A paleta de cores da “Arte”
(Imagem: Arthur Timótheo da Costa/Reprodução)
Lugar de Fala é o espaço dos leitores no site da Cult. Todo mês, artigos enviados por eles são publicados de acordo com um tema. O de março de 2020 é “racismo”
Foi assim: colocaram os museus, teatros, cinemas e afins nos grandes
centros urbanos, com um homem pomposo na porta e um ingresso que custa meia cesta básica. Depois disseram que Arte é coisa fina. Fina demais para ser popular, fina demais para ser compreendida por qualquer um, fina demais para ser tocada pelas mãos grossas do trabalhador. E se você é apenas uma criança?
Cantar não dá dinheiro, dançar não dá dinheiro, pintar não dá dinheiro… então, trate logo de trocar o lápis de cor pela vassoura, principalmente se “de cor” você for. E se gosta de rap, slam ou grafite? Isso é coisa de “marginal”… Assim, a paleta de cores da arte foi composta pelo branco e por alguns tons de verde, dependendo de quanto dinheiro o sujeito tem.
Eu sempre me achei incapaz de entender esses quadros pintados por
artistas famosos, mesmo depois que entrei no curso de Letras. Até vir parar do outro lado do Atlântico, com intercâmbio financiado pelo gotejar de recursos que sobrou da época que ainda se pensava em educação no Brasil.
Até que visitando o Museu Van Gogh, em Amsterdã, fui surpreendida pela presença do trabalho “Quarto em Arles” do grande pintor. Lembrei-me que em uma aula de Educação Artística, ainda no ensino fundamental, minha ex-professora Terezinha mostrou-nos uma imagem com essa obra e falou-nos sobre Van Gogh. Talvez naquele momento ela nem imaginasse que alguém daquela sala de aula chegaria a ver a tela pessoalmente, mas mesmo assim ela nos mostrou. Antes de me deparar com o quadro original, essa memória estava guardada numa gaveta da minha infância.

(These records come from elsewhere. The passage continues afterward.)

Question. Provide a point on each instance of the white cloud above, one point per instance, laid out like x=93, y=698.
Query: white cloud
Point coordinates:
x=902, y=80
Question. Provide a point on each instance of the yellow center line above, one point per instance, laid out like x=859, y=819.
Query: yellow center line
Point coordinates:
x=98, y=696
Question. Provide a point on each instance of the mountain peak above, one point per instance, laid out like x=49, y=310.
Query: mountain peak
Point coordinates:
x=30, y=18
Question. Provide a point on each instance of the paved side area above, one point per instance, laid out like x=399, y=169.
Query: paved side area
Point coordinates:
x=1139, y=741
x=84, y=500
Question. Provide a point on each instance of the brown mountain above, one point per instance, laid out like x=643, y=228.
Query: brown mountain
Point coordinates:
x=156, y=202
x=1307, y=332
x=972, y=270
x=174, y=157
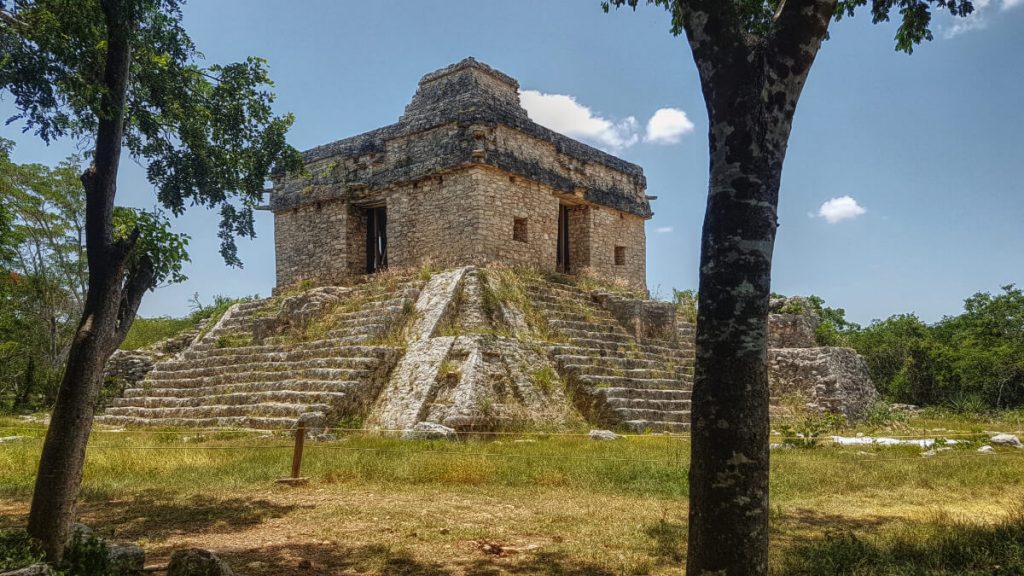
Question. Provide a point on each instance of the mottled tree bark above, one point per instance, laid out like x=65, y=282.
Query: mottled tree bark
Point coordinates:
x=751, y=85
x=112, y=299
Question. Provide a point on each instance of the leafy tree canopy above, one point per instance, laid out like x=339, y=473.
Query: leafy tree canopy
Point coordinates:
x=207, y=133
x=757, y=16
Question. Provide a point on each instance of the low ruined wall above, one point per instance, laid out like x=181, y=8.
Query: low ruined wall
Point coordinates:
x=792, y=331
x=825, y=379
x=643, y=319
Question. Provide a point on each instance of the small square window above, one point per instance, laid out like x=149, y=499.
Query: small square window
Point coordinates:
x=519, y=233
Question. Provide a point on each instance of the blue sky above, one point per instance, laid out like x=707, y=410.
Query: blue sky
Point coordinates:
x=928, y=148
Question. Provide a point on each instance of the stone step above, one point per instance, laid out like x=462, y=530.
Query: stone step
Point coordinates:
x=254, y=422
x=292, y=385
x=233, y=399
x=597, y=325
x=365, y=315
x=656, y=425
x=632, y=414
x=273, y=409
x=593, y=370
x=611, y=362
x=621, y=382
x=328, y=346
x=259, y=376
x=368, y=329
x=619, y=404
x=646, y=394
x=276, y=362
x=603, y=345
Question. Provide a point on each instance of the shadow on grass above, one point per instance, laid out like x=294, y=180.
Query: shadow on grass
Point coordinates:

Ao reconhecer a obra foi impossível conter as lágrimas. Nem sabia
explicar por que chorava. Mas pensando agora, acho que naquele momento eu verdadeiramente entendi que sou capaz de entender o que é Arte. Tive a certeza de que preciso continuar lutando para que as artes marginalizadas sejam valorizadas dentro dos espaços culturais legitimados socialmente.
Mas que também é preciso mostrar à periferia (e ao interior, de onde vim) as artes dos espaços culturais legitimados. As meninas e os meninos pobres e das escolas públicas (assim como eu) têm esse direito. Existem muitos “Van Gogh’s” (e, claro, Machado’s e Montenegro’s) acreditando que a Arte que fazem nem mesmo pode ser chamada assim. Há muitos jovens artistas precisando de alguém em quem se inspirar, então, por que não nos clássicos? É importante lembrar que, como bem diz Sérgio Vaz: “A arte que liberta não pode vir da mão que escraviza”. É sempre tempo de trocar correntes por pincéis.
Celiane Vieira, 21 anos, faz intercâmbio (financiado pela Capes) na Universidade de Coimbra (Portugal). É do interior do Espírito Santo, Apiacá, e há 5 anos é engajada em ações antirracistas, principalmente de cunho educacional.